For decades, the West has viewed China's rise with mixed feelings of curiosity, doubt, disbelief and awe. Pessimists have long forecast an abrupt end to the country's ascendancy, drawing on what they see as evidence ranging from ideological impediment to public discontent, in addition to economic woes in the State and private sectors. Such views were epitomized in The Coming Collapse of China by Gordon Chang published more than 10 years ago, which predicted the country had only several years to go before its collapse.

Nothing could be farther from the truth.

A decade has passed, and China, instead of collapsing, is booming. As the country emerges as the world's second largest economy and largest exporter, more optimistic views have started to dominate.
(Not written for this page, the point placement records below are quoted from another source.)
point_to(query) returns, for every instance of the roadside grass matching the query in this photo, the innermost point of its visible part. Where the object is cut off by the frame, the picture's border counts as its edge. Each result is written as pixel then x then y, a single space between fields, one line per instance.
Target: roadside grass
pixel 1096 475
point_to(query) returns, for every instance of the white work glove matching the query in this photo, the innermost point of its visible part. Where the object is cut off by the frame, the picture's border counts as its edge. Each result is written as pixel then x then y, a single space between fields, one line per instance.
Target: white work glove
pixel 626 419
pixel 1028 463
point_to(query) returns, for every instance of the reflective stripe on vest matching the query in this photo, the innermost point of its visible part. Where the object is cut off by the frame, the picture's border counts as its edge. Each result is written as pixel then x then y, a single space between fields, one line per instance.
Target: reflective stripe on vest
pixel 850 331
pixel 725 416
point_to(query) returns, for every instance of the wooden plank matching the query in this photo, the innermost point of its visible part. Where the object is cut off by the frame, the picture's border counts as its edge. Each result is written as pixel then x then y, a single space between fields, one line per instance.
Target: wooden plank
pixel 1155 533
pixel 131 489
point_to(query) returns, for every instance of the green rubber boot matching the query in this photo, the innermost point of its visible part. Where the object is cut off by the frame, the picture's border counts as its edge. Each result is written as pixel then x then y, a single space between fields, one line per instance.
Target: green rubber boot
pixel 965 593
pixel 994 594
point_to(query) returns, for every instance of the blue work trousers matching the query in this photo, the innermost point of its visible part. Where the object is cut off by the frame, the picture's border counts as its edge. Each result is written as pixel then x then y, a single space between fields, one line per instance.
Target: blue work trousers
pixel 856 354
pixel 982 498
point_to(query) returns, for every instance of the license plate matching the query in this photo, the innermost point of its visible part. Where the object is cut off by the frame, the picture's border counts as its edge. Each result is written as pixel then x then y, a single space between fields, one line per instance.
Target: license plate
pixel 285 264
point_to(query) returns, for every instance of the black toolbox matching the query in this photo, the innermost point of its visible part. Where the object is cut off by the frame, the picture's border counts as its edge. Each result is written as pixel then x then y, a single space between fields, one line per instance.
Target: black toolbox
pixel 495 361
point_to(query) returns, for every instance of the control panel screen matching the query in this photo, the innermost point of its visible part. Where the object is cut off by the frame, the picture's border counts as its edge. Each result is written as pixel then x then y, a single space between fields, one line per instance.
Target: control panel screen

Yet China is too large, too ancient and too complex a country to make any arbitrary judgment on it. It is a paradox of affluence and scarcity, a combination of modernity and backwardness, a commonwealth of first and third worlds.

While the country held the world's most extravagant Olympic opening ceremony, has sent men into space, and has the fastest high-speed trains, it still struggles to provide enough food and clothing for 30 million people who live in abject poverty, and to provide adequate social security aid for 60 million disabled people.

It guzzles more than 40 percent of the world's total production of coal, one-third of the total steel production and nearly half of the cement, yet it lags far behind in efficient use of energy, which means it has to consume two times more resources than the developed world, and eight times more than Japan, to turn out the same amount of industrial output, casting a shadow on the sustainability of its development.

Everything seems to be made in China, yet the country has profited little from its position in the global supply chain, to the detriment of its labor force and environment.

This is best illustrated by a recent report in The New York Times, which attempted to capture how value moves in global networks by using Apple's iPad and iPhone as examples. It points out that while these products are made in China, the country makes very little money from these popular products and the primary benefits go to the United States. "Only about $10 or less in direct labor wages is paid to Chinese workers" - often subjected to poor treatment - for each unit sold in the US at a price of around $600. "China's role in the world supply chain", the report concludes, "is much smaller than the casual observer would think".

Nothing has really changed in this respect. More than 10 years ago the Los Angeles Times carried a story about the Barbie doll, which pointed out that China gained only 35 cents in service fees for a doll with an export price of $2 and which was sold at retail price of $9.99 in the US market.

For China to become a real superpower, there is still a long way to go.

The author is a senior writer with China Daily.